La méditation peut-elle guérir ?

Le lama tibétain Phakyab Rinpoché affirme avoir sauvé sa jambe de l'amputation en se livrant corps et âme à la méditation. Alors que les médecins ne lui laissaient aucun espoir, il s'est astreint à une véritable retraite thérapeutique, couronnée de succès. Le psychanalyste Olivier Douville l'a rencontré. S'il n'explique pas cette incroyable guérison, il estime cependant que nous avons beaucoup à apprendre des philosophies orientales dans le rapport au corps. Entretien. 

Isabelle Taubes

 

Le docteur Lionel Coudron, grand connaisseur du yoga et de la méditation, a eu accès au dossier médical du lama Phakyab Rinpoché. Selon lui, sa guérison peut s’expliquer par des processus neurophysiologiques naturels. Comment vous, psychanalyste, qui avez rencontré Phakyab Rinpoché, l’expliquez-vous ?

 

Olivier Douville : Je ne l’explique pas, justement. Cette guérison est un défi pour la psychanalyse et la médecine. Mon premier réflexe a été de me plonger dans l’histoire des miracles recensés par l’Eglise. Jamais on a vu des os se reconstituer de cette manière. Un canular ? L’hypothèse est tentante. Mais après avoir rencontré Phakyab Rinpoché, je préfère m’interroger : « Et si c’était vrai ? ». Il est convaincu que la méditation l’a sauvé.

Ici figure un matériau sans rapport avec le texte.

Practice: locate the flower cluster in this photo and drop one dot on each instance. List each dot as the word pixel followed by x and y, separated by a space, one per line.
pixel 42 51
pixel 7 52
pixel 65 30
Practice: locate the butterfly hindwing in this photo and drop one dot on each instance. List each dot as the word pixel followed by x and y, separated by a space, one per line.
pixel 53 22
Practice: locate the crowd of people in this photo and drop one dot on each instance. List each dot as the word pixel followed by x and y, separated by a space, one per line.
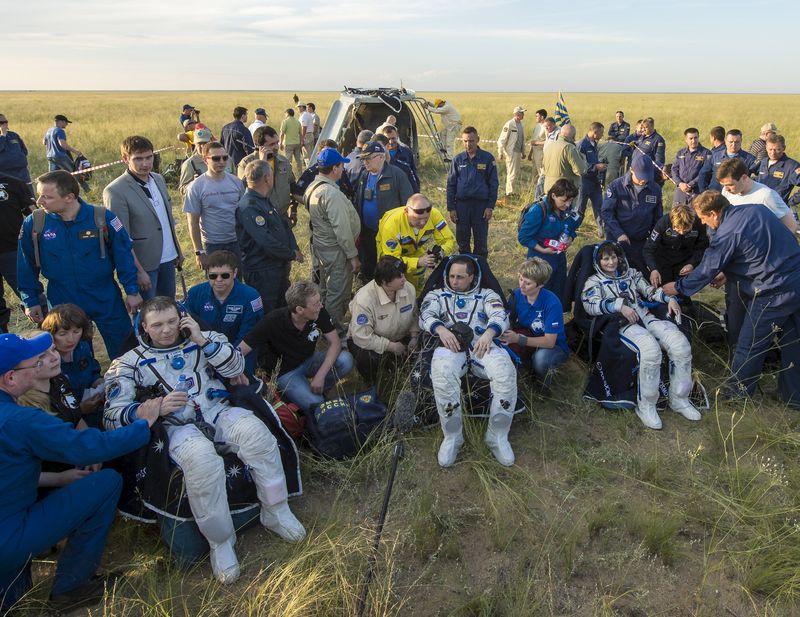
pixel 426 290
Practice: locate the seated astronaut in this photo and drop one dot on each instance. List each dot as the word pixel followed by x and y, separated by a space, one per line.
pixel 185 363
pixel 617 288
pixel 467 318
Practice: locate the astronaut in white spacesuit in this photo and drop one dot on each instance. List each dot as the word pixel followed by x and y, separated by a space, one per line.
pixel 616 288
pixel 477 316
pixel 185 362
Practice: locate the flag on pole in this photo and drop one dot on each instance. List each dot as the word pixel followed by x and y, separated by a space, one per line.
pixel 562 115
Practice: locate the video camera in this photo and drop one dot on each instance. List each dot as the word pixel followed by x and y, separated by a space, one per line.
pixel 437 252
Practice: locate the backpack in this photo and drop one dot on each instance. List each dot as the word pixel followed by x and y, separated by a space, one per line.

Pour ma part, je ne parierai pas sur les causes réelles de son rétablissement. Selon le docteur Lionel Coudron, en méditant, Phakyab Rinpoché  a donné à ses cellules souches de tissus, de cartilage et d’os, la capacité de se reproduire. Il pose que dans chaque cellule de notre organisme se trouve la totalité des plans de notre corps. Nous, occidentaux, aurions perdu cette capacité naturelle d’agir sur nos cellules. C’est un point de vue ! D’ailleurs comment prouver les effets curatifs de la méditation ? Une telle étude impliquerait de priver un malade de tout autre traitement. Puis d’observer comment son état évolue.  Aucun médecin ne s’y risquerait. Si je risque une hypothèse, c’est qu’il se pourrait que plus on oublie son narcissisme, son reflet dans le miroir, plus on développe une mémoire du corps  – possiblement inscrite dans les gènes.

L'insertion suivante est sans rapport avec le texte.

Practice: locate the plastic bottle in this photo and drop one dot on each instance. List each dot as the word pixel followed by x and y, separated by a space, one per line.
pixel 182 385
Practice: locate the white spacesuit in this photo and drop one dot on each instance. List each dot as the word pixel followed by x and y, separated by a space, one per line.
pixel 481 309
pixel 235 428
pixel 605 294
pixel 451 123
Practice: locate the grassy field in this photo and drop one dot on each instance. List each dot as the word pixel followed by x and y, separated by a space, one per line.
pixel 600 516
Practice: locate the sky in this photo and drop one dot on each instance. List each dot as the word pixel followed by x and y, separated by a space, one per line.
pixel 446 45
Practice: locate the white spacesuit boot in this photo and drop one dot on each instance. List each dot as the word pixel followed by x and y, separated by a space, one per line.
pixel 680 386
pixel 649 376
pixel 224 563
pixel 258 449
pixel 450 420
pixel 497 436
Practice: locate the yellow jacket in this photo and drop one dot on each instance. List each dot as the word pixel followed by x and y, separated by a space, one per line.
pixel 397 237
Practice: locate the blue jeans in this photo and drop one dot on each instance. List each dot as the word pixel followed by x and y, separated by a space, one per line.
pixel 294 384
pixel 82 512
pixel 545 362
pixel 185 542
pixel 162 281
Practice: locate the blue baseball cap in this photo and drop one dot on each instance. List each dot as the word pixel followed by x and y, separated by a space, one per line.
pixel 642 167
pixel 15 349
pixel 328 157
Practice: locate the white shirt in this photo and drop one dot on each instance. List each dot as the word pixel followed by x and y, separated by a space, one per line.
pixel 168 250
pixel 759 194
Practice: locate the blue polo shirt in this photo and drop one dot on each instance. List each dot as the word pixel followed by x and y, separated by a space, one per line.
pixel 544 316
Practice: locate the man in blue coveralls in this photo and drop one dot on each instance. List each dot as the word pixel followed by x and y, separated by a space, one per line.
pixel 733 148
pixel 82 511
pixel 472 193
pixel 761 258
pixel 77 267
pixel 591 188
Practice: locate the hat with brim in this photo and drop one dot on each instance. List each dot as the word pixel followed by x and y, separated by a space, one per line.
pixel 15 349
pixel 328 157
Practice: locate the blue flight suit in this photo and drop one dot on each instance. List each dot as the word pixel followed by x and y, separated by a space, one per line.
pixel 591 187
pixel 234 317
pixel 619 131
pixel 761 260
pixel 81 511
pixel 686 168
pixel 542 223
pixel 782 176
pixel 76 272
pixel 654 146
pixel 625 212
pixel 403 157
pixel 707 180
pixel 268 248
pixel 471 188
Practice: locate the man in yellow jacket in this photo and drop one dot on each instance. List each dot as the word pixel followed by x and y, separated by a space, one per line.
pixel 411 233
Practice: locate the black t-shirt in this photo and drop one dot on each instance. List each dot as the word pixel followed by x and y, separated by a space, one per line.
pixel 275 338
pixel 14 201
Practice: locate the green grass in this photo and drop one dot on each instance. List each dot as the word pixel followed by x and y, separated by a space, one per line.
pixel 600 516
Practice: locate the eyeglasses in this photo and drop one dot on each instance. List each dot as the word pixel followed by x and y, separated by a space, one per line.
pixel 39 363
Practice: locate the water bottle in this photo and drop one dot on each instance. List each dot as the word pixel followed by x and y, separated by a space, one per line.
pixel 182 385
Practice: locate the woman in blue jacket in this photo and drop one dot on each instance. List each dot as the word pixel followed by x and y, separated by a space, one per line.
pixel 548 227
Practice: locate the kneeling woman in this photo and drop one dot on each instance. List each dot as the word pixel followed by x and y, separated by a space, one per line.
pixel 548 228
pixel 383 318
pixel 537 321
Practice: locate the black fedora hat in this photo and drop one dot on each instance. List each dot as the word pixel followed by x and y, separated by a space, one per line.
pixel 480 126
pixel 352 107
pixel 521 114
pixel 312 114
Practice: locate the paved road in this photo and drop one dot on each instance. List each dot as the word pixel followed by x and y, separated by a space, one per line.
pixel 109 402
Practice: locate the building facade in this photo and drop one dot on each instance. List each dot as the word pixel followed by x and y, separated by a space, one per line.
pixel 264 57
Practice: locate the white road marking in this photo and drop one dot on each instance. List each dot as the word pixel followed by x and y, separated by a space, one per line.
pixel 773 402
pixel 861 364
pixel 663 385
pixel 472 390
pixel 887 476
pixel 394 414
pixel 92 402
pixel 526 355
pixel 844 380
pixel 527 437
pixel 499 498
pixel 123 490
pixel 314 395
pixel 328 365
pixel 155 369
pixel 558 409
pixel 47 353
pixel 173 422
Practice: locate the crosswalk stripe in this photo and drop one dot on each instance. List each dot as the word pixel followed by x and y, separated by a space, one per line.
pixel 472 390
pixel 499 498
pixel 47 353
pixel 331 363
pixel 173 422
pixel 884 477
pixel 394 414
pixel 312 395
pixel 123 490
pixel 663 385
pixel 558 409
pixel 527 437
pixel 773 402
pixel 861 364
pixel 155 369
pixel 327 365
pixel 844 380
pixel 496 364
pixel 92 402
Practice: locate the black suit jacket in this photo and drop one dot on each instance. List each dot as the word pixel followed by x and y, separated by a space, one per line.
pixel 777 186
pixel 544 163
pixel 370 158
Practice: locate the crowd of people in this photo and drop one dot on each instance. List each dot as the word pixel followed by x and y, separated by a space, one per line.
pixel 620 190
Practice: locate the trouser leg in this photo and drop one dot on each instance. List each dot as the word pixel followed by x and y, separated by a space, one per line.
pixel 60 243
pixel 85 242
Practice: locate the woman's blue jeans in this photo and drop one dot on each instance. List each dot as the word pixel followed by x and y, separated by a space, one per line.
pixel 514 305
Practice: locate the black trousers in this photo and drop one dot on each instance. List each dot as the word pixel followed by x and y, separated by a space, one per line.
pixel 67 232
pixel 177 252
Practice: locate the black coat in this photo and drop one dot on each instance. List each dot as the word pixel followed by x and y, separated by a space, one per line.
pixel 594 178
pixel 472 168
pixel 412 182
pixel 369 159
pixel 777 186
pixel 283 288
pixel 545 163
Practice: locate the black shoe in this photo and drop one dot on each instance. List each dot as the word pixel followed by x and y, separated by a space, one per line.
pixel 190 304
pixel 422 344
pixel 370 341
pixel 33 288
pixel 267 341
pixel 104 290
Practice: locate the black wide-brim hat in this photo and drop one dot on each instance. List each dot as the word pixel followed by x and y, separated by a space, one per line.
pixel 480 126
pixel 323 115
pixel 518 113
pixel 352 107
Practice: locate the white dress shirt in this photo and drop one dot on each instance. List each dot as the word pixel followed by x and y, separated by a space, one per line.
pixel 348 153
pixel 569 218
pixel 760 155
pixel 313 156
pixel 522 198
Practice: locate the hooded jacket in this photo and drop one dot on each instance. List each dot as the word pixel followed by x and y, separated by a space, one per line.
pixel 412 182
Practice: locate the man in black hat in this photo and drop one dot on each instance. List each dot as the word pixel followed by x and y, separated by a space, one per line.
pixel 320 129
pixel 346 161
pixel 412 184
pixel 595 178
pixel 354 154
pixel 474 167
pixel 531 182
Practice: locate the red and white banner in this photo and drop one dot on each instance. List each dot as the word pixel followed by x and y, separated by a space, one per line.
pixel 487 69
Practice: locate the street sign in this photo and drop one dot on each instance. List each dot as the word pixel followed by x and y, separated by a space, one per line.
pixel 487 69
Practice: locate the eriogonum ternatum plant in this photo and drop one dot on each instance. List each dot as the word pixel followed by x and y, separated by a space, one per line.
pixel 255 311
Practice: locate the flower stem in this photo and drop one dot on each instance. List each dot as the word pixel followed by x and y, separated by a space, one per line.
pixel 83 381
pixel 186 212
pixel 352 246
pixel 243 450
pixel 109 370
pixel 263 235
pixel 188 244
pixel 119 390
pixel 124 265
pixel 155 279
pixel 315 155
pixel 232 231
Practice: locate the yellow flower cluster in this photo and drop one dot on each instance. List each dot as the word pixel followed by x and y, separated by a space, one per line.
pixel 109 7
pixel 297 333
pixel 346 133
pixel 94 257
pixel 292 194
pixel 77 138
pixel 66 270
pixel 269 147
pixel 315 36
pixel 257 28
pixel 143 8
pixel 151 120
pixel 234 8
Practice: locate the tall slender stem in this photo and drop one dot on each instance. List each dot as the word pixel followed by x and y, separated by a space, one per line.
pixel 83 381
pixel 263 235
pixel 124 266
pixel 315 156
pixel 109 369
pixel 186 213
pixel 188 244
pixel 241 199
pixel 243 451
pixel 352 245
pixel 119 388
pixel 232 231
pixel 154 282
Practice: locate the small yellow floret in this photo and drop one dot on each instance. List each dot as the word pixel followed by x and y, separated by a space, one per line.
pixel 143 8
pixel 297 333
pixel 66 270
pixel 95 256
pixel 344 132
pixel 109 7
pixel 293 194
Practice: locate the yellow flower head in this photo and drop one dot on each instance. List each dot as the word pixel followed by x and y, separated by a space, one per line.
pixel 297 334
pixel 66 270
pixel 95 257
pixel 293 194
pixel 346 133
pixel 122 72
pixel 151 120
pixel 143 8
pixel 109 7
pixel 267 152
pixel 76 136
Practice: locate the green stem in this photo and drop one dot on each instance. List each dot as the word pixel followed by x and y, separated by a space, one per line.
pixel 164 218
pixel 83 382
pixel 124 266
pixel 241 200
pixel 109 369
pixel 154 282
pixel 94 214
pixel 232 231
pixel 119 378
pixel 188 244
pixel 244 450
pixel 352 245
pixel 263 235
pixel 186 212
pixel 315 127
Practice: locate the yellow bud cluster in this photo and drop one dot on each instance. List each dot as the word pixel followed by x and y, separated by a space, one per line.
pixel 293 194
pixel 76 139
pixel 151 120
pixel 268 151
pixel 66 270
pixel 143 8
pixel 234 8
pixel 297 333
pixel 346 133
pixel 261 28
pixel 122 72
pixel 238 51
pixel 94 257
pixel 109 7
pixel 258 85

Dans une psychanalyse, symptômes physiques et maladies ne régressent-ils pas aussi d’une manière inexplicable ?

 

Olivier Douville : Si bien sûr. Freud en son temps a parlé d’une pulsion de guérison. Et spontanément les patients se placent en état de méditation, d’auto-hypnose. Le divan est aussi fait pour cela. La psychanalyse et le bouddhisme ont en commun de refuser la séparation du corps et de l’âme. Toutefois nous ne parlons pas d’ « esprit », plutôt d’énergie psychique, de libido, ou de narcissisme ayant une action thérapeutique sur le corps. Mais nous ne savons rien de cette énergie psychique : c’est une hypothèse de travail. Là où le bouddhisme et la psychanalyse ne sont pas à égalité, c’est que la seconde est incapable d’inventer une théorie de la guérison ou une théorie psychosomatique convaincante. Pour l’instant, aucune n’est satisfaisante. Dans la symbolique bouddhiste, le rétablissement « miraculeux » de Phakyab Rinpoché ne choque pas. Justement parce que le matériel philosophique et spirituel pour l’envisager est là, disponible.

 

La méditation peut-elle guérir ?

Phakyab Rinpoché a l’ambition d’utiliser sa propre histoire pour guérir l’humanité. Un psychanalyste pourrait-il s’en inspirer ?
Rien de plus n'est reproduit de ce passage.